VELOTAXIという商標登録を調べると、意外な一面を知ることができます。


velotaxi

 【国際登録番号】 788319
【国際登録日又は事後指定日】
平成14年(2002)9月5日
【先願権発生日】 平成14年(2002)9月5日
【指定通知日】 平成14年(2002)10月24日

【国又は機関】 DE(ドイツ連邦共和国)

【氏名又は名称】 Velotaxi GmbH Berlin Gesellschaft fr Vermarktung  Entwicklung
【商品及び役務の区分並びに指定商品又は指定役務】 12
Bicycles and tricycles with closed passenger cabs. 

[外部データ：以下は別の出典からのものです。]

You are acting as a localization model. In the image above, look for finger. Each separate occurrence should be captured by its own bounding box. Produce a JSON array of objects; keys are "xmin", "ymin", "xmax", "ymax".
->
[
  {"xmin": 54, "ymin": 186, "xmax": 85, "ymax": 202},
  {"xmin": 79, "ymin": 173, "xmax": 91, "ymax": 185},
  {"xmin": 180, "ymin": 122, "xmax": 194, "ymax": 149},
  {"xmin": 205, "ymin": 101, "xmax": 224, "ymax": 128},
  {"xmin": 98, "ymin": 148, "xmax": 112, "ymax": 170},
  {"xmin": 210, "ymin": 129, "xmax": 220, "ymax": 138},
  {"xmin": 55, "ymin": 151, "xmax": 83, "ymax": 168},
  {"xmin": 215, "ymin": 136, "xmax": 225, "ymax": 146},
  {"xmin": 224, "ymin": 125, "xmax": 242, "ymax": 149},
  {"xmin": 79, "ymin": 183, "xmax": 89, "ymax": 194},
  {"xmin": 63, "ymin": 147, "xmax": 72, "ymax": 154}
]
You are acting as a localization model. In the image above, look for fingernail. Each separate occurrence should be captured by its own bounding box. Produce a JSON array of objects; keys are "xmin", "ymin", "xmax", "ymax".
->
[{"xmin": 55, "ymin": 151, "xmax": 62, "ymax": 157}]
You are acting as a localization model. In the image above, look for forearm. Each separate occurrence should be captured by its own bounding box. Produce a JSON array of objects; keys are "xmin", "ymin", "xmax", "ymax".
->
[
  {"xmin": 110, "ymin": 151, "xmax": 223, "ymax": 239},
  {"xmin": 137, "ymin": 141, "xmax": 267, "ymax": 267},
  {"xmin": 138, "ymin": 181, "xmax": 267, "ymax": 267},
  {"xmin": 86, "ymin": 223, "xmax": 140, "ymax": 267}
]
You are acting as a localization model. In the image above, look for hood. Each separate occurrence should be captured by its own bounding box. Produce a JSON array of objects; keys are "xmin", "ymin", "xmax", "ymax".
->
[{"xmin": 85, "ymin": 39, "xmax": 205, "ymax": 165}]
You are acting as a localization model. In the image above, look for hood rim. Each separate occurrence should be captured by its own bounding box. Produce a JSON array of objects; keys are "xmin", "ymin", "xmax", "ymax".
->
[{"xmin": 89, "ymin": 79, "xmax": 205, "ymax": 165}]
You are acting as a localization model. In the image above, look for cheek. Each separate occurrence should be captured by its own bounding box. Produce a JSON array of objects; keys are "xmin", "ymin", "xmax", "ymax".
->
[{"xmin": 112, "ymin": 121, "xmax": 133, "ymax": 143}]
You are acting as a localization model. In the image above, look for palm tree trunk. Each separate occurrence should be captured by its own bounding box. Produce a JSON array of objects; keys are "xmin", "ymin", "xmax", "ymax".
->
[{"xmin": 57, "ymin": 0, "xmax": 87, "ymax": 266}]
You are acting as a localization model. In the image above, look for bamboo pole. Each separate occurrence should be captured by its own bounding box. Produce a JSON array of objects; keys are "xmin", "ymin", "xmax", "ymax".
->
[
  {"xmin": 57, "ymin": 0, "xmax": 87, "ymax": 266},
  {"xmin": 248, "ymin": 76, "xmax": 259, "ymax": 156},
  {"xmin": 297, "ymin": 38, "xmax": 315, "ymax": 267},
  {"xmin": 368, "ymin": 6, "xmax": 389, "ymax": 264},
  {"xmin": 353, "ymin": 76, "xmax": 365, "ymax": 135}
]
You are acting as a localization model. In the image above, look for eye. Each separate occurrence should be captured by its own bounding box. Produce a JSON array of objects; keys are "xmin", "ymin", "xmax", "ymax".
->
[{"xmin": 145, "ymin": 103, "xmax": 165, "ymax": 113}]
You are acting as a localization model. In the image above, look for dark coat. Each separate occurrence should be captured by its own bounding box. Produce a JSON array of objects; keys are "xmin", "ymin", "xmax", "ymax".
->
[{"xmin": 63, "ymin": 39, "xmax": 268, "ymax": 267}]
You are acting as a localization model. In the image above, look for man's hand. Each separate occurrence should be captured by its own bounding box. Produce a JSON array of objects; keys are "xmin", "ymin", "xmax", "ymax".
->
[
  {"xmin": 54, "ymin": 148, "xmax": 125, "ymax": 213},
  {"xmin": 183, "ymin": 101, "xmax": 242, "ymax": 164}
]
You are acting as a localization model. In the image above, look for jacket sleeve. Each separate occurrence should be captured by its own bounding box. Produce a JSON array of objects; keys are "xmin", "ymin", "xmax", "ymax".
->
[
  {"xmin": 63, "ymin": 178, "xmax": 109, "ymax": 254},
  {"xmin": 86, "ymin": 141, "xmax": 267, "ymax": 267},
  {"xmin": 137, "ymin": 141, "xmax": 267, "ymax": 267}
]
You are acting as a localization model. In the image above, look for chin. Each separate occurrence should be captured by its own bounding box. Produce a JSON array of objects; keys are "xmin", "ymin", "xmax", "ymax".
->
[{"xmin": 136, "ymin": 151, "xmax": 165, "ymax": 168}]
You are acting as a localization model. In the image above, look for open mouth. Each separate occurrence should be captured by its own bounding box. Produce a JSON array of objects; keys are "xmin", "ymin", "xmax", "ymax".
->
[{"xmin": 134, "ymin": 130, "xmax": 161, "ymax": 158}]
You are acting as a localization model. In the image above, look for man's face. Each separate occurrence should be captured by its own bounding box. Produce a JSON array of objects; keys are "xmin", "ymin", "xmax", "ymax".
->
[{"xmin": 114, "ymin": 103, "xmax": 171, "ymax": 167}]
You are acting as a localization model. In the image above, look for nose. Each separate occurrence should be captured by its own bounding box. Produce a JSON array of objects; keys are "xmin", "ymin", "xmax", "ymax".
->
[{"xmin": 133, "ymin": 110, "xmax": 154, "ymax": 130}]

【商品及び役務の区分並びに指定商品又は指定役務(訳)】
12 屋根付きの乗客用座席付き自転車及び三輪車 


最初に始めたドイツの会社が国際登録をしているので、なるほど世界で名前を押さえたのだと理解できます。
ところが、日本でも他の商標区分について同じ言葉(称呼)で登録されいるのです。

velotaxi[5]
【商標登録番号】 第4806668号
【登録日】 平成16年(2004)10月1日
【登録公報発行日】
平成16年(2004)11月2日
【公開日】 平成15年(2003)10月30日
【出願番号】 商標出願2003-86128
【区分数】 3
【商品及び役務の区分並びに指定商品又は指定役務】
35 広告,特に客席を備えた二~四輪の人力駆動車に描かれた企業経営の広告
39 車両による輸送,特に二~四輪の人力駆動車のタクシーによる旅行者の案内・輸送
41 娯楽の提供,客室を備えた二~四輪の人力駆動車乗車体験のための娯楽施設の提供,客室を備えた二~四輪の人力駆動車乗車体験に関するイベントの企画・運営又は開催

この日本出願は、ドイツ企業から日本国内での許可を得ているものと思われ、上の商品区分12だけでは不十分と判断して行われたものと考えられます。
 人力駆動車による広告も、人力駆動車タクシーも、人力駆動車乗車体験も必須でしょう。
 ベロタクシージャパン www.velotaxi.jp

ここで思ったことは、
(1)ドイツの会社は日本の商標を押さえたと考えた。
(2)ところが、自転車そのものと、自転車を使ったサービスとでは分類が異なっていた。
(3)したがって、当所の出願だけでは有効な範囲を権利化することに失敗した。 

(4)しかし日本での提携会社が国内の実情に基づいて別分類を押さえた

ということです。
 もし、日本での「VEROTAXI」での他分類登録が行われなかった場合、商標名に顕著性がなければ、他者に登録される恐れがあったわけです。
このように、当所から適正な商標を押さえることは、非常に難しいということを教えてくれます。
なぜなら、商標の分類があまりにも細分化され最適な範囲を押さえることがきわめて難しいからです。
商標が新サービスに使われる場合、既存の分類には属さない今までになかった商品や役務(サービス)の分類を的確に抑えなければならないわけですから。
今までに無いサービスは、今回のように複数の分類(区分)にまたがる可能性が高いということです。
分類に関しては国際的な調整がされているようですが、簡単ではないようです。

日本へ商標出願する際にも相当な注意を払わなくてはならない商標出願です。
まして中国や韓国へ出願するとなると、制度はもちろんのこと実質的な商品区分を十分に精査し、広すぎるくらいの区分を最初から出願する必要があるかと思われます。
それには、現地での商標の状況を熟知した協力者が不可欠であるということを思い知らされます。
なお日本での商標出願は、弁理士でなければ代理できません。